Transparency International has released the Corruption Perception Index 2017 and this year’s findings paint a bleak portrait of global efforts to tamp down corruption. The CPI 2017 reveals that the anti-corruption trend in Eastern Europe and Central Asia remains particularly worrisome, as the region’s countries finish in the bottom half of the table yet again, suggesting little meaningful change in the perception of corruption levels in these countries from 2016.
On a scale of 0 to 100, with 0 being very corrupt and 100 being very clean, Azerbaijan scored 31 out of 100, the same as Kazakhstan and Moldova and ranked 122th in CPI. While these countries performed slightly better than Russia, Ukraine and the other four countries of Central Asia, none of them managed to climb out of the bottom tertile of countries in CPI perceived as most corrupt. Azerbaijan’s 1-point annual increases of its score since 2015 represent statistically insignificant variation and suggest perceptions of corruption in the country have not changed for the better in recent years. Georgia, as in previous years, stood in contrast to the region’s other countries, scoring 56 out of 100 and finishing 46th on the list. Belarus ranked 68th on the list with a score of 44, making significant progress from 2016.
Azerbaijan’s performance merits close scrutiny because CPI’s findings are at odds with the government’s proclamations claiming success in eradicating corruption in the country. It should not come as a surprise that officials from Azerbaijan’s government dispute CPI result on the basis of the country’s purported success in tackling petty corruption and red tape. It is true that the government’s efforts to deal with rampant corruption among civil servants yielded some results, but on balance they failed to stem the tide of grand corruption, which has permeated deeply into the social and economic fabric of the society. Political institutions are still run on a patron-client relationship and judicial independence exists only in name.
Data sources used by CPI to measure the perception of corruption further corroborate these problems.

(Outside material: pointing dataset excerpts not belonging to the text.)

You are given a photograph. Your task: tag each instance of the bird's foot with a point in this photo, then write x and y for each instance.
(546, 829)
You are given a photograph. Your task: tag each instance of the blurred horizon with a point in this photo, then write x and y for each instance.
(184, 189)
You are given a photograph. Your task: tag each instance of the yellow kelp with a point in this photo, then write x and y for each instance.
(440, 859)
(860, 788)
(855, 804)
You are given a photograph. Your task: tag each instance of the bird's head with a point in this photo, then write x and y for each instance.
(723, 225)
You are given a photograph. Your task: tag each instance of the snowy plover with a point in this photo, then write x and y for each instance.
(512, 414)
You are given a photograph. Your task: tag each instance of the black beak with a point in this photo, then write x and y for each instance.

For instance, the Bertelsmann Stiftung Transformation Index 2017 rates Azerbaijan’s performance poorly on prosecuting or penalizing public officeholders who abuse their positions and on government’s effectiveness in containing corruption. The same goes for University of Gothenburg “Varieties of Democracy Project”, another data source explaining Azerbaijan’s weak score in CPI. The V-Dem survey measures inter alia how pervasive political corruption is in 177 surveyed countries. The survey places Azerbaijan last among Eastern European and Central Asian countries in terms of the average of the public sector, executive, legislative and judicial corruption. Azerbaijan also finished last on Freedom House's Nations in Transit Ratings covering the same region on a range of questions surveying the quality of the anti-corruption environment in these countries.
One of the main criticisms addressed at CPI is that it measures perceptions, not facts. That is true, but what is also true is that the country’s overall position in the ranking provides a fairly accurate measure of its efforts in addressing this problem. Azerbaijan’s modest success in reducing corruption from people’s everyday interaction with the rank and file public servants has not translated into a much bigger campaign against grand corruption. This raises serious questions about the sincerity of the government’s anti-corruption rhetoric and puts in doubt the ability of the government to chart out an effective anti-corruption policy in the near future.